Kilkuset specjalistów w ciągu ostatnich dwóch lat – taka może być skala odpływu weterynarzy z państwowych instytucji odpowiadających za bezpieczeństwo i zdrowie zwierząt w Polsce. Trudno im się dziwić: zarobki w publicznych inspekcjach są głodowe, a kuszą prywatne kliniki weterynaryjne, gdzie wynagrodzenia są kilkakrotnie wyższa, a praca znacznie bardziej komfortowa.
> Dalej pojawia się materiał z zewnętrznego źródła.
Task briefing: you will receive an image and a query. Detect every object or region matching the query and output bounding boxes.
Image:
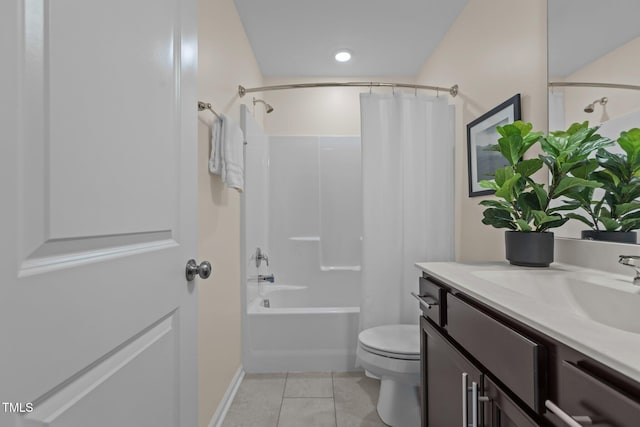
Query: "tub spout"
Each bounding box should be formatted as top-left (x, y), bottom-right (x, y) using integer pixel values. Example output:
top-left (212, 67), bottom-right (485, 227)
top-left (249, 274), bottom-right (275, 283)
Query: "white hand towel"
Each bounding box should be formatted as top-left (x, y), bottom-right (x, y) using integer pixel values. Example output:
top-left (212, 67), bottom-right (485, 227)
top-left (208, 117), bottom-right (223, 175)
top-left (220, 114), bottom-right (245, 192)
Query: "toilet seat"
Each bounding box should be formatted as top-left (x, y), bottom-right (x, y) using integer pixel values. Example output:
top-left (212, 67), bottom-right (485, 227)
top-left (359, 342), bottom-right (420, 360)
top-left (358, 324), bottom-right (420, 360)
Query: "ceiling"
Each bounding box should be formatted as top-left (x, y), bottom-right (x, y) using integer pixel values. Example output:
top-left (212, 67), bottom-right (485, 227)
top-left (548, 0), bottom-right (640, 77)
top-left (233, 0), bottom-right (469, 77)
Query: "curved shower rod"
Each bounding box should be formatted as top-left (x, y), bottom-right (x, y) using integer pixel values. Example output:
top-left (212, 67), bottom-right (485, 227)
top-left (548, 81), bottom-right (640, 91)
top-left (238, 81), bottom-right (459, 98)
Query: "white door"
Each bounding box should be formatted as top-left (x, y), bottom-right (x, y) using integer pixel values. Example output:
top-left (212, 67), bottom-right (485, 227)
top-left (0, 0), bottom-right (199, 426)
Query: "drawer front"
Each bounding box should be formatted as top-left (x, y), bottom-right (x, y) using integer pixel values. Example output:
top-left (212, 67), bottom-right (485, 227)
top-left (447, 294), bottom-right (544, 412)
top-left (418, 277), bottom-right (446, 326)
top-left (550, 361), bottom-right (640, 427)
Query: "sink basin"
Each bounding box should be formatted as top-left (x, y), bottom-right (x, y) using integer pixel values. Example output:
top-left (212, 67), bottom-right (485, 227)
top-left (472, 269), bottom-right (640, 334)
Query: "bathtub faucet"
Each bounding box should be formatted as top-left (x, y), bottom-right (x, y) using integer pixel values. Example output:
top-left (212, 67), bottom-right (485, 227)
top-left (254, 247), bottom-right (269, 268)
top-left (249, 274), bottom-right (275, 283)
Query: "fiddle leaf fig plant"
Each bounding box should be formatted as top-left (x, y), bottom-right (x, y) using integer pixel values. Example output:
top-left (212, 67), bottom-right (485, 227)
top-left (565, 128), bottom-right (640, 232)
top-left (479, 121), bottom-right (612, 232)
List otwarty weterynarzy jest dobitnym potwierdzeniem mizerii w państwowych instytucjach, zajmujących się inspekcjami. Nadmiar obowiązków, brak chętnych do pracy, pensje poniżej 2000 złotych netto – młodzi weterynarze (a tym bardziej ci z wieloletnim doświadczeniem) zdecydowanie wolą ucieczkę do sektora prywatnego niż dalszą „orkę na ugorze”.
Jak podkreśla portal money.pl, zarobki weterynarzy na państwowych posadach to 2500-3000 złotych brutto. Ba, według szefa Krajowej Rady Lekarsko-Weterynaryjnej, są takie powiaty, gdzie schodzą do poziomu 2200 zł brutto. Tymczasem w prywatnych klinikach, gdzie przychodzą właściciele domowych zwierzątek, stawki są od trzech do pięciu razy wyższe.
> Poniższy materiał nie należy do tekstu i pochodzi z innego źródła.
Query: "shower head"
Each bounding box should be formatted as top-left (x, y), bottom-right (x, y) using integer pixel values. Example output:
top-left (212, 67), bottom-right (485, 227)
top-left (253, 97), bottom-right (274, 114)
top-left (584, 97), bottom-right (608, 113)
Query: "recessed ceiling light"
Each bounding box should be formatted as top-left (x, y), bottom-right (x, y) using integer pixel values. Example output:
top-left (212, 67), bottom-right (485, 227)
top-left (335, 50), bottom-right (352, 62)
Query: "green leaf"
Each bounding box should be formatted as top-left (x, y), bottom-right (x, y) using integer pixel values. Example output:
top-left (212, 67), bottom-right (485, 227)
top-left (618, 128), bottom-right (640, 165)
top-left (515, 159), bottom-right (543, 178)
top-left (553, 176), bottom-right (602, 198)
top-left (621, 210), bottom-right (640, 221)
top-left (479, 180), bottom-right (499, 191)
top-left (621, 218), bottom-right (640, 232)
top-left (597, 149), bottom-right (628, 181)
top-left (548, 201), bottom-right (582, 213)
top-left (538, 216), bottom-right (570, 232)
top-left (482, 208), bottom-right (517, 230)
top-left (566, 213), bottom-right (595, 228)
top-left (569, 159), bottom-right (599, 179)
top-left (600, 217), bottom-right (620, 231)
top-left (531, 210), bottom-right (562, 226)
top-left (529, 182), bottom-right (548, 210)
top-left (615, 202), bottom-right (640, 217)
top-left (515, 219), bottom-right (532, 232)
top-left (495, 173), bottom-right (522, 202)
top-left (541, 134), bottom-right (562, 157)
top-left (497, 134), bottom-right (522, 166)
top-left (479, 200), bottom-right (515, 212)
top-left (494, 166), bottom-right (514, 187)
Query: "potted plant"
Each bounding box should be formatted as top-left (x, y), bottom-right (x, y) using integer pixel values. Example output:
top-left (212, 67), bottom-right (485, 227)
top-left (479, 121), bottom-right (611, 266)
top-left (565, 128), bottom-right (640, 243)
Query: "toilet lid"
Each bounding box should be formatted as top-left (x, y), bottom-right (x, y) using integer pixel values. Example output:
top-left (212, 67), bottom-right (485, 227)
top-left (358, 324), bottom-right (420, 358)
W inspektorach wrze. Na 17-tysięczną rzeszę weterynarzy w Polsce, w „budżetówce” pracuje około 2000 specjalistów, ale ich liczba szybko topnieje: przykładowo, w ciągu ostatnich dwóch lat odeszło już kilkaset osób, tymczasem w 106 ostatnich naborach wybrano zaledwie 29 kandydatów. Spośród nich zapewne większość wkrótce odejdzie, bo w inspektoratach nie ma ani pieniędzy, ani widoków na awans.
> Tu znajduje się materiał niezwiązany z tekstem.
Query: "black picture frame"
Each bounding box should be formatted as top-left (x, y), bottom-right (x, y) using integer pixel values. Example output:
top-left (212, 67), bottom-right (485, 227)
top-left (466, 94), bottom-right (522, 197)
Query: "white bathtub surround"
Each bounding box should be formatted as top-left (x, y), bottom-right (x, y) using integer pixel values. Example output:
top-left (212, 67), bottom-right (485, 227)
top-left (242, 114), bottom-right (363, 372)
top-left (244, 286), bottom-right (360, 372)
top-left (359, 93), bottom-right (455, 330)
Za to są wszelkie możliwości, by urobić się po same łokcie. Od kilkunastu miesięcy Polska próbuje wyjść obronną ręką z afrykańskiego pomoru świń (ASF), co wiąże się z niemalże nieustannym pogotowiem i pół miliona kontroli do wykonania w ciągu najbliższego roku (eksperci szacują, że w obecnym stanie państwowe służby wyrobią się może w cztery-pięć lat). Do tego dochodzą nagłe wyjazdy do zwierząt potrąconych przez auta lub innych sytuacji kryzysowych oraz szczególnie istotne – kontrole zwierząt hodowlanych, od których z kolei zależy stan mięsa trafiającego do handlu w Polsce i eksportowanego za granicę.
Inspektorzy narzekają, że mają status „niewolników” – nie dostali nawet wyrównania o wskaźnik inflacji. Teraz oczekują, że państwo zapewni im pensje na poziomie rynkowych, mniej więcej 6500 złotych brutto. Do tego miałyby dochodzić nagrody, odprawy emerytalne, gwarancja stałego wzrostu płac, zwiększenie liczby etatów. Jeśli nie teraz, to nigdy.